欧州中央銀行(ECB)の政策担当者であるオラフ・スレイペン氏は水曜日、ロンドンで欧州経済・金融センター(EEFC)が主催したイベントで、ユーロ圏で2022年のようなインフレ急騰が再来する可能性は低下したとの見方を示した。ただし、完全には排除できないとも述べた。同氏は見通しを「2022年よりは改善した」と位置づける一方、再び物価上昇圧力が強まるリスクは残るとした。
ユーロ圏の金融政策を巡ってスレイペン氏は、とりわけ懸念すべきは「第二波及効果(セカンドラウンド)」のリスクだと指摘した。市場の想定では原油価格は下落基調をたどる見通しだとしつつも、その道筋を巡る不確実性は依然として大きいと付け加えた。
根強いインフレリスク下での金利ボラティリティへの備え
2022年のインフレ問題の再来を完全に排除できない以上、金利ボラティリティに機会があるとみている。直近の2026年5月のユーロ圏コアインフレは2.8%と高止まりしており、中銀目標を大きく上回る。

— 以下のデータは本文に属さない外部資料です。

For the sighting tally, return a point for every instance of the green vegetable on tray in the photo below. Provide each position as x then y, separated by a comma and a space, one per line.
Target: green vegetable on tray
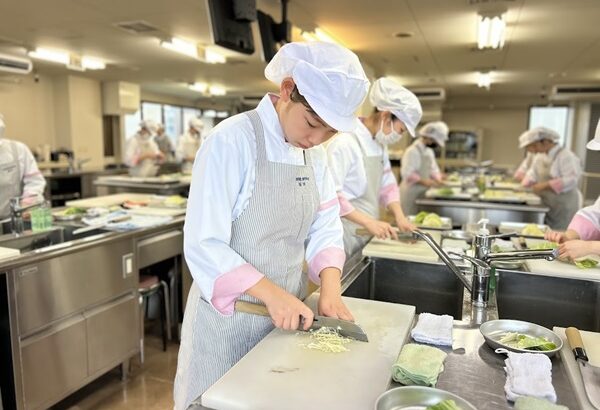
448, 404
526, 342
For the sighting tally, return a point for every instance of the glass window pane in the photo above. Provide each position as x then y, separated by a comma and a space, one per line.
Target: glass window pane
555, 118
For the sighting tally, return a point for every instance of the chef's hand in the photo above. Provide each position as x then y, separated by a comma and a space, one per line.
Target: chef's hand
575, 249
381, 229
330, 299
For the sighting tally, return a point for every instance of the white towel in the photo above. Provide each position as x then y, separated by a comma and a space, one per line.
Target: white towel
529, 374
433, 329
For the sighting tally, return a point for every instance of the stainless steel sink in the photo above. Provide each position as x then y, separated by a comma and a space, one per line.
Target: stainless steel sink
30, 241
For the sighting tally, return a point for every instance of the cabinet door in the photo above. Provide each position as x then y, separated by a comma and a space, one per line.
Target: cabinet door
54, 362
113, 333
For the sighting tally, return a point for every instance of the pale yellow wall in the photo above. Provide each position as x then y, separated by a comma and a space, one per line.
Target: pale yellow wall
28, 110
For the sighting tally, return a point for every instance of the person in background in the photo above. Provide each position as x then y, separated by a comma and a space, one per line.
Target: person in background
19, 174
262, 201
420, 170
558, 189
582, 236
164, 143
188, 144
360, 164
141, 152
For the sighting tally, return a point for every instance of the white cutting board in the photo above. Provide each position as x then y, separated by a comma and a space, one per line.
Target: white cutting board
280, 374
591, 341
391, 249
562, 269
108, 200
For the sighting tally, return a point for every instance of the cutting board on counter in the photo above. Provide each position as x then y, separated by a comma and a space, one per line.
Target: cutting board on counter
591, 341
108, 200
418, 251
280, 374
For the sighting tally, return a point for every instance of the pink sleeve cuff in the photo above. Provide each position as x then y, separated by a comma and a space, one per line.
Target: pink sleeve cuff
230, 285
327, 258
389, 194
345, 205
556, 185
328, 204
584, 228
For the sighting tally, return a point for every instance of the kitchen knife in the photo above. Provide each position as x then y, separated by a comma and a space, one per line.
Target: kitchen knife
590, 374
344, 327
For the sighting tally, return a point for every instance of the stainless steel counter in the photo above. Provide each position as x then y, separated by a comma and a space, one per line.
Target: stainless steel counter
463, 212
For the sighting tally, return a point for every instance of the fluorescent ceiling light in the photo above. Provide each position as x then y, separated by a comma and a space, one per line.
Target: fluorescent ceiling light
181, 46
216, 90
491, 31
484, 80
198, 87
54, 56
213, 56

このため、政策当局が突如タカ派に傾く局面に備え、短期Euribor先物のオプション購入を検討している。
金融政策の主な論点は、特に賃金を起点とする第二波及効果のリスクである。ユーロスタットのデータでは、2026年第1四半期の協約賃金の伸びは4.2%と底堅い。市場は警戒感が不十分だと考える。年内に織り込まれている追加利下げは25bp(0.25%)1回にとどまるが、ECBは市場の想定より「高金利をより長く」維持する展開を見込んでポジションを構築している。
エネルギー価格とユーロを巡る戦略的トレード
市場予想では原油価格の下落が示唆されるものの、供給網(サプライチェーン)を巡る懸念が続く中で不確実性は大きい。2022年の危機では、北海ブレントが1カ月で30%超急騰したことを思い起こす必要がある。この不確実性を収益機会にするため、原油先物に対する長期のストラドル(同一行使価格のコールとプットの同時買い)を購入している。価格が上にも下にも大きく動けば利益が見込める。

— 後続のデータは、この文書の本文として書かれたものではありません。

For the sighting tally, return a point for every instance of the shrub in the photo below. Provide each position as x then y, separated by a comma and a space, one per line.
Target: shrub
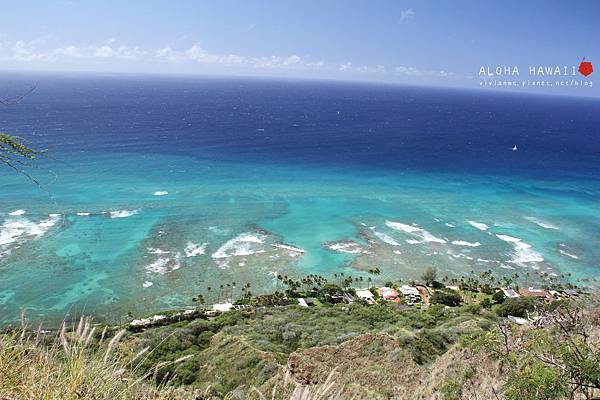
449, 298
498, 297
518, 307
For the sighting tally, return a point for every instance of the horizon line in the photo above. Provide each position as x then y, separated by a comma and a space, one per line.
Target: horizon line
174, 75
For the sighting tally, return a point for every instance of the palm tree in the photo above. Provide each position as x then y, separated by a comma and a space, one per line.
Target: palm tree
199, 299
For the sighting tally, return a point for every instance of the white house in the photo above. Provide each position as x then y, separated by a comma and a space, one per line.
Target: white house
366, 295
410, 293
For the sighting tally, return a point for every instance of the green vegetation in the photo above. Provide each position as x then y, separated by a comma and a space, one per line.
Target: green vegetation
518, 307
557, 357
449, 298
458, 347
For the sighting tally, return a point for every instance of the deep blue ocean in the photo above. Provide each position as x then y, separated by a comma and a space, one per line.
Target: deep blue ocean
155, 188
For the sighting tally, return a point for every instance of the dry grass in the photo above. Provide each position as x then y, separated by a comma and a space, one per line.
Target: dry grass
73, 365
81, 363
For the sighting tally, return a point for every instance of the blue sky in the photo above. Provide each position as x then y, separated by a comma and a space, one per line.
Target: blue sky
439, 43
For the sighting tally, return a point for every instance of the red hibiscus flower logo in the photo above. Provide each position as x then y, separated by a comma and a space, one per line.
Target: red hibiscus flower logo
585, 68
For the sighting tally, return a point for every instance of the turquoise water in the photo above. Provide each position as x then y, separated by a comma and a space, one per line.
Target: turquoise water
115, 230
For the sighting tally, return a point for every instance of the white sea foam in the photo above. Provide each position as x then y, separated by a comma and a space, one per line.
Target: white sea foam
16, 213
541, 223
156, 250
123, 213
163, 265
523, 252
422, 234
15, 231
386, 238
402, 227
509, 239
159, 266
564, 253
346, 247
479, 225
194, 249
465, 243
241, 245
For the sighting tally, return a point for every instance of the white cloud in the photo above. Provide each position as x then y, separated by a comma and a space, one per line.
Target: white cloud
407, 14
412, 71
87, 56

こうした慎重な見通しは為替市場にも波及する。EUR/USDは足元、1.09近辺で狭いレンジ取引が続く。ECBが米連邦準備制度理事会(FRB)よりタカ派色を強めざるを得なくなれば、金利差はユーロに追い風となる。したがって、今後数週間の上振れ余地に低コストで備える手段として、EUR/USDのコールオプションに注目している。